There may never be one thing you’re going to do that will show you how to sell art, so keep hustling and promoting yourself in various ways. You can do this by trying to get into art galleries, pop-ups or art fairs, or you can try to sell art online via a personal website, online marketplaces like Etsy, Amazon and eBay, or even social media. Selling art online (or at least creating an online presence for our art) can typically be a less expensive, easier way to dip your toes in the water of the art business. You can create your own e-commerce site with companies like Shopify or Society6 that help you create an online store with an online gallery of your work to help sell your art online. If you’re looking to find ways to physically print your work, there are several online marketplaces that allow you to print on demand high-quality prints.
Art collectors and art buyers are more likely to be excited about your original work if you are. Even if you’re having a bad week and art sales are down, don’t lose your enthusiasm for your work.
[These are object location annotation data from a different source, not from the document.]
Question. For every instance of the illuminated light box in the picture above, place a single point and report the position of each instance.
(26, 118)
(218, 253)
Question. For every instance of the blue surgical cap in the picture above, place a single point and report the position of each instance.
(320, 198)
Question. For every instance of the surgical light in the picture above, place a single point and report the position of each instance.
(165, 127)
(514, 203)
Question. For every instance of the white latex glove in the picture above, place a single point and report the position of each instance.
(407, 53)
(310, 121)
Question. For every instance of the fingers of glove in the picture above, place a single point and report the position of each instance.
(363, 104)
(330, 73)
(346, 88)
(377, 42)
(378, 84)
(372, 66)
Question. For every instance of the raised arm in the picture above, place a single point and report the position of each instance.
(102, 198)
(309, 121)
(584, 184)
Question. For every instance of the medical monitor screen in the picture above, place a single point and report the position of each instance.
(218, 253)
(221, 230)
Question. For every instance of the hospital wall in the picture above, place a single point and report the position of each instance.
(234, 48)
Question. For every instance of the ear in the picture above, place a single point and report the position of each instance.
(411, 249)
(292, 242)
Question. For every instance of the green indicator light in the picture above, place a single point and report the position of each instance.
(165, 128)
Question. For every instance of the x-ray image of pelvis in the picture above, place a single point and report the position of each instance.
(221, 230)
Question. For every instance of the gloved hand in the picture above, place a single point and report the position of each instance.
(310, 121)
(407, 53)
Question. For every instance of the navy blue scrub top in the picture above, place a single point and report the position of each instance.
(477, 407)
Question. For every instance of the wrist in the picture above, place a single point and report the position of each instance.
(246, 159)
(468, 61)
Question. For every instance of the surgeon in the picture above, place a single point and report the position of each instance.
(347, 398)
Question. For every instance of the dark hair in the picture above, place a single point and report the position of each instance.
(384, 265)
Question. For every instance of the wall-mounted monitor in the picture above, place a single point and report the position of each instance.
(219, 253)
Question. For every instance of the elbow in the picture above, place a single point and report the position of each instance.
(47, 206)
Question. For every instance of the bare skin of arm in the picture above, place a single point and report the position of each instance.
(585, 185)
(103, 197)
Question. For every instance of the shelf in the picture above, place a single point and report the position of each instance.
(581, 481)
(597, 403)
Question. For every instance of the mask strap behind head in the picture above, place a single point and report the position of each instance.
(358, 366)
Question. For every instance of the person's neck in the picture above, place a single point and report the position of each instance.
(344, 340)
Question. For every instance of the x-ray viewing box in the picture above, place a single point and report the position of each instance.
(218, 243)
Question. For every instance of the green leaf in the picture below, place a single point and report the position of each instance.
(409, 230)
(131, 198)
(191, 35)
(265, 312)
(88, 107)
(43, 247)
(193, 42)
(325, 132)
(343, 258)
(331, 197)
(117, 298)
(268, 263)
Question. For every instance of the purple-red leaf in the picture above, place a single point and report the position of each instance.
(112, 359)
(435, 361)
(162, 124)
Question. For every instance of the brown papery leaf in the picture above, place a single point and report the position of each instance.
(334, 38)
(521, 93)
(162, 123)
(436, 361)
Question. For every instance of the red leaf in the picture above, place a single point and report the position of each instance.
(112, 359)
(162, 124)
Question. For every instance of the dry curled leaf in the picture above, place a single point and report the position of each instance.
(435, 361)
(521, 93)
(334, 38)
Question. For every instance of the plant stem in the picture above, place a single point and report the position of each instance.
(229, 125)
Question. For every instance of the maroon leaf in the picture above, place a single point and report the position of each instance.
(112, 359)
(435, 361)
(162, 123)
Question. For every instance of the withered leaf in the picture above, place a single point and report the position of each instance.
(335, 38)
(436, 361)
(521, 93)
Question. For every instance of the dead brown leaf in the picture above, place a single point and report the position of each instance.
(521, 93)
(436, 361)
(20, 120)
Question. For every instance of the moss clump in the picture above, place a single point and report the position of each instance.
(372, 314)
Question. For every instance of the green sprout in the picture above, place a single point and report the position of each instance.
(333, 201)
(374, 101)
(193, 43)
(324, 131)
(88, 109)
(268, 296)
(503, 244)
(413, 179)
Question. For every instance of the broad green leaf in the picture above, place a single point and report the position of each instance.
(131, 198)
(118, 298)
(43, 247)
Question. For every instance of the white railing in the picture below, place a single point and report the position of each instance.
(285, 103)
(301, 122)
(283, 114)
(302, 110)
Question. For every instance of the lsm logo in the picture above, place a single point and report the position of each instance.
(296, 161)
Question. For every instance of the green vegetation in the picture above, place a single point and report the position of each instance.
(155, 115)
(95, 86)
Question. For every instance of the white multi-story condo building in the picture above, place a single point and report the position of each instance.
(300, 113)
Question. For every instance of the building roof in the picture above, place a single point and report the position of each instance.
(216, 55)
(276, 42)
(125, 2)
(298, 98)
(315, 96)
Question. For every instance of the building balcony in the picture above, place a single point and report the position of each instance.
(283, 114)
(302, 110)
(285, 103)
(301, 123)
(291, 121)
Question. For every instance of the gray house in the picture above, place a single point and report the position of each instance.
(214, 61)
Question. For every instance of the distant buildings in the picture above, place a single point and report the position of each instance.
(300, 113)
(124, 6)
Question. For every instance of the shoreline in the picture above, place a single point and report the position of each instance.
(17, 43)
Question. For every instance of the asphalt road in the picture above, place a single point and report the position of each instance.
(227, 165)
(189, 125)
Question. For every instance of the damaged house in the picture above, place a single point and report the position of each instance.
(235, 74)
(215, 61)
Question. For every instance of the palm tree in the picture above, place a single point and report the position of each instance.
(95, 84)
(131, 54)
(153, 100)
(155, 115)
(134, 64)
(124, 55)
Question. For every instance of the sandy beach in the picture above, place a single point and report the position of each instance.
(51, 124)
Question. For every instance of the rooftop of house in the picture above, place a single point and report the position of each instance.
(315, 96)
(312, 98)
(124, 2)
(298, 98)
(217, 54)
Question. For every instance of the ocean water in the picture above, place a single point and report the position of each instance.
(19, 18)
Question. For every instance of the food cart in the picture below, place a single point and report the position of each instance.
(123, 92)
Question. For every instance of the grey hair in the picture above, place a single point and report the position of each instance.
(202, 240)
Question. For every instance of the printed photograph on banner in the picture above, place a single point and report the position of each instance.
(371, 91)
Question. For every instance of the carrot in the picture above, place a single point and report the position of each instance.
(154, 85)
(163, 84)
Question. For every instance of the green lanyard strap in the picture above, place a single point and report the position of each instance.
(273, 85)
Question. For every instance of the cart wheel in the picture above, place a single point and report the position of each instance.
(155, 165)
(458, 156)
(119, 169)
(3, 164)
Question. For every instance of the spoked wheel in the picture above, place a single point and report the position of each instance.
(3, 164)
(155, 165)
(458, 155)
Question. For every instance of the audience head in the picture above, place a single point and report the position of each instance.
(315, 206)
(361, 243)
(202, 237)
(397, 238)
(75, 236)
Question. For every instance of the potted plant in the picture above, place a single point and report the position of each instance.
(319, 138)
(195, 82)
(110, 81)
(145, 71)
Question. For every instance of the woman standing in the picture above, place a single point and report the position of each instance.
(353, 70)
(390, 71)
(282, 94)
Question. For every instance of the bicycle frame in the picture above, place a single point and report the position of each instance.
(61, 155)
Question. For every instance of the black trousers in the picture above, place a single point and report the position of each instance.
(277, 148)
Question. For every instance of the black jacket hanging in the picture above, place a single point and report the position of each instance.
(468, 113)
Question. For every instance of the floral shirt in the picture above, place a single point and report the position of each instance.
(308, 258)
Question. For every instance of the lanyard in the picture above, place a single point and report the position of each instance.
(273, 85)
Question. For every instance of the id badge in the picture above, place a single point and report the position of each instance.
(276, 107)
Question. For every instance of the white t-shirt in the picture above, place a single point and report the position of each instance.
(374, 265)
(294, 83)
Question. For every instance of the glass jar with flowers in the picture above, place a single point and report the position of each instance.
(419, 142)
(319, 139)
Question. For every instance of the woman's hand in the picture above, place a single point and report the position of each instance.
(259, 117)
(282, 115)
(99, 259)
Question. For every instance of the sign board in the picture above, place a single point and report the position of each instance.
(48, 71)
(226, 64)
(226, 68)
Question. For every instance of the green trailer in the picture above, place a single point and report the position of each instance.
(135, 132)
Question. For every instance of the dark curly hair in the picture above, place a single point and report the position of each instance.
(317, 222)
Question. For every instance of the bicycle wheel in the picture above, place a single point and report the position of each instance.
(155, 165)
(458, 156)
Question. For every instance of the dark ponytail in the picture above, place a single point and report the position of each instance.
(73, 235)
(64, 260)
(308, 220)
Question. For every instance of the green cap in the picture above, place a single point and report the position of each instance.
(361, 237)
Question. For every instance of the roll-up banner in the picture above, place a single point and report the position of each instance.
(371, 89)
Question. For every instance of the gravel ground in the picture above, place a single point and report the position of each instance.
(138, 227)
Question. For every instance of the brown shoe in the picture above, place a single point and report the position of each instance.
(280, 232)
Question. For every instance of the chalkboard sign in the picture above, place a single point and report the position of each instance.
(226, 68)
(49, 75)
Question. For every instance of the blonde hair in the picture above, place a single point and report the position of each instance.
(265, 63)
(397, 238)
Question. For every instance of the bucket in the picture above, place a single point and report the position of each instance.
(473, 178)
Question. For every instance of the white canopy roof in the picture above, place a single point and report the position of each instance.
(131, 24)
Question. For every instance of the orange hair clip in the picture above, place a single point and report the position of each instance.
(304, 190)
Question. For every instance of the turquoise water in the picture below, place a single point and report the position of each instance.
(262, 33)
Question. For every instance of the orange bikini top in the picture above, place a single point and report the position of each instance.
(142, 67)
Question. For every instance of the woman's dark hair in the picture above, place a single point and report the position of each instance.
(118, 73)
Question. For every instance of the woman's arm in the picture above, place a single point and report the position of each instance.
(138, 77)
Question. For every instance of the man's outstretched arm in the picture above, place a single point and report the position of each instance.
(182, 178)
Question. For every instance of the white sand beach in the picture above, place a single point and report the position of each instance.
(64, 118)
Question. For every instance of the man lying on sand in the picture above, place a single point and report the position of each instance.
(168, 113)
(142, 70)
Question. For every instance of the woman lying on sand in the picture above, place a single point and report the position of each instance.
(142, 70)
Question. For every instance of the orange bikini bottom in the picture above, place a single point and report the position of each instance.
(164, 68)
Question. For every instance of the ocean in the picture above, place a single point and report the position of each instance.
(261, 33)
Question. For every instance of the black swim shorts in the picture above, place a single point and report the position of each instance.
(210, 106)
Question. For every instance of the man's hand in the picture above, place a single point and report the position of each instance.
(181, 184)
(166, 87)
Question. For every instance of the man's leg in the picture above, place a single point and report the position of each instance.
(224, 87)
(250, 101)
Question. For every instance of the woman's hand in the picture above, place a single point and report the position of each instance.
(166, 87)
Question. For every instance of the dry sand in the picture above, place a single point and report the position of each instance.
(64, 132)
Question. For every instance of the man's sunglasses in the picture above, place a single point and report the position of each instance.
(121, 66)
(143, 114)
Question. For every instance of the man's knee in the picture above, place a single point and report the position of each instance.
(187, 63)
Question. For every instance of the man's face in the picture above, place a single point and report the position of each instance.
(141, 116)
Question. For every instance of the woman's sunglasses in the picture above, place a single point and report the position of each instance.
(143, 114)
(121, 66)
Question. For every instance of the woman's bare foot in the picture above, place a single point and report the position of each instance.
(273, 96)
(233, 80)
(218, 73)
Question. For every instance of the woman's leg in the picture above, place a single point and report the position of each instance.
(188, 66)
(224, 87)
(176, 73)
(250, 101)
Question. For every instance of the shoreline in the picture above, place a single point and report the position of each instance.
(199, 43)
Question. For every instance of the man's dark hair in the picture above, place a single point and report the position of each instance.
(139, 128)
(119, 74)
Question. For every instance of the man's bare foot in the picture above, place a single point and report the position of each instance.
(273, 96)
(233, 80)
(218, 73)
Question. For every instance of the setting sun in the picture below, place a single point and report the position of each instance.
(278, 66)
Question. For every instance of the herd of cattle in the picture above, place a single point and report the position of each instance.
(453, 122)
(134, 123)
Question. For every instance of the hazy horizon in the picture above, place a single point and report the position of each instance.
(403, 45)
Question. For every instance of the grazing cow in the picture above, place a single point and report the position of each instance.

Congdon suggests attending industry events, joining a support group, connecting with other art lovers or sellers online all in an effort to continuously put yourself out there. “Keep sharing what you do. Be excited about it. Your excitement and passion will be contagious. Don’t be shy about talking about your work, both online and in person.” This will ultimately help with sales or online art sales.
Authenticity shines – especially in a world full of tabloids and fake news. Congdon says it is crucial to “stay true and take great care with your work.”
This means do what matters most to you, and always give 100 percent. Don’t succumb to societal standards just to fit in with other artists. People want to see a unique, fresh voice that only you can deliver.
“If you want to be a great artist, use what you are passionate about internally,” says Congdon. “Draw from yourself, not from what other people are doing. That’s number one. And take great care with your work. Be meticulous, take the time, make it your best. The combination of that care, attention, work ethic and authenticity is a really strong formula.”